Die Idee des Europäischen Kriminalamtes (EKA) ist richtig und denkt unsere Ziele des europäischen Einigungsprozesses konsequent weiter.
Problematisch an dieser Stelle sind allerdings staatsrechtliche Hindernisse und das komplizierte Vertragswerk der Europäischen Union: Die Souveränität und hoheitliche Eingriffsbefugnisse verbleiben bei den Mitgliedsstaaten. Europol hat bislang keinerlei aktive Eingriffsbefugnisse. Europol wirkt vielmehr unterstützend und vernetzend mit, beschäftigt Analysten und Profiler, pflegt das Europäische Informationssystem (EIS) und wirkt im Informationsaustausch zwischen den nationalen Polizeibehörden durch Bereitstellung von Quervergleichen und Trefferfällen mit.

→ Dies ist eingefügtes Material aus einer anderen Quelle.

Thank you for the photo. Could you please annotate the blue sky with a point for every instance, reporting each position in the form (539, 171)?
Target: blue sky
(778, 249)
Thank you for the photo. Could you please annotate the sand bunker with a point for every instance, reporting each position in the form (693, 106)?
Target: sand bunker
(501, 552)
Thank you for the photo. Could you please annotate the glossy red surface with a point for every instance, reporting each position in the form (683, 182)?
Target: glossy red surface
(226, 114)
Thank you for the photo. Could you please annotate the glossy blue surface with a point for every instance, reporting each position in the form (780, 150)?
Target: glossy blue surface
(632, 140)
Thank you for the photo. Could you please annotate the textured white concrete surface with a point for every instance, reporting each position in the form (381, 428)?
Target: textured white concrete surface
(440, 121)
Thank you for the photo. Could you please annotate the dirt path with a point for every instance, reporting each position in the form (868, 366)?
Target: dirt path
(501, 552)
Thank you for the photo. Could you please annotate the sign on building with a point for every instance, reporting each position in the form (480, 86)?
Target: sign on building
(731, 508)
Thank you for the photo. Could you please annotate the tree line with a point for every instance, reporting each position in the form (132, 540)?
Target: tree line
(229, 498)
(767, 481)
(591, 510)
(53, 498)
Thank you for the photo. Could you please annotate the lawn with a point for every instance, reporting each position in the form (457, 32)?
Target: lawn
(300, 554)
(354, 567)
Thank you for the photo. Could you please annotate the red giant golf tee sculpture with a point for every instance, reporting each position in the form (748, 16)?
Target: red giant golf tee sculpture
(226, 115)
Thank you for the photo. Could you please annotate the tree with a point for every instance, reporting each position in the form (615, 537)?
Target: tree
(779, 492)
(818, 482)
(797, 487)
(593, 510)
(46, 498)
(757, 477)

Ein "Europäisches Kriminalamt (EKA)" mit eigenen Eingriffsbefugnissen würde umfangreiche Änderungen im europäischen Vertragswerk erfordern. So sind ni cht nur Änderungen in den Europol-Vereinbarungen erforderlich, sondern auch weitgehende Änderungen an den Grundstrukturen der EU (Vertrag von Lissabon etc.), nämlich dass Exekutivbefugnisse in dieser Form den Mitgliedsstaaten vorbehalten sind.
Zudem bedürfte ein solches EKA umfangreicher Gesetzgebungsverfahren in allen EU-Mitgliedsstaaten in den Polizei- und Ordnungsbehördengesetzen, um den EKA-Ermittlern nationale Befugnisse einzuräumen.
Es steht zu befürchten, dass diese Änderungen außerordentlich langwierig werden und aufgrund nach derzeitiger Stimmungslage an vielen Mitgliedsstaaten scheitern würden, die sich gegen eine weitere Abgabe von Souveränitätsrechten an die EU aussprechen.
Die Idee des EKA ist daher ein gutes, ideeles Ziel, derzeit aber nur bedingt realistisch.
Eine Alternative bietet die Installation von "Joint Investigation Teams (JIT)". Diese werden in strafrechtlichen Ermittlungsverfahren bereits heute auf bilateraler Ebene gebildet, wenn ein Ermittlungsverfahren zwei oder mehr Länder betrifft. Um keine Parallelermittlungen zu verursachen, können sich die Ermittlerteams der Polizeien aus beiden Ländern zu einem JIT zusammenschließen und gemeinsam agieren. Sie unterstehen jeweils den nationalen, zuständigen Staatsanwaltschaften.
Die Einrichtung von JITs ist allerdings langwierig und aufwändig. Sie wird nur in seltenen Fällen der schweren Kriminalität praktiziert.
Eine Alternative wäre es, bei der europäischen Polizeibehörde Europol feste gemeinsame Ermittlungsgruppen (Joint Investigation Teams) zu installieren, die mit nationalen Polizeibeamten bestückt werden. Diese Beamten werden zu Europol entsandt und behalten innerhalb der JITs jeweils ihre nationalen Eingriffsbefugnisse. Hierdurch könnten grenzüberschreitende Ermittlungen deutlich vereinfacht werden. Da es sich bei einer solchen Regelung um deutlich geringere Eingriffe in staatliche Souveränitätsrechte handelt, wären solche Ermittlungsgruppen leichter einzurichten als die Schaffung einer EKA-Behörde mit eigenen Ermächtigungsgrundlagen.
Die fest installierten Europol-JITs bieten einen weiteren Vorteil: Das Argument von Kritikern, die EU würde den Mitgliedsstaaten Regelungen aufzwingen und Souveränitätsrechte beschneiden, wird entkräftet. Da die JITs aus nationalem Personal gebildet werden, handelt es sich vielmehr um "gelebte europäische Zusammenarbeit".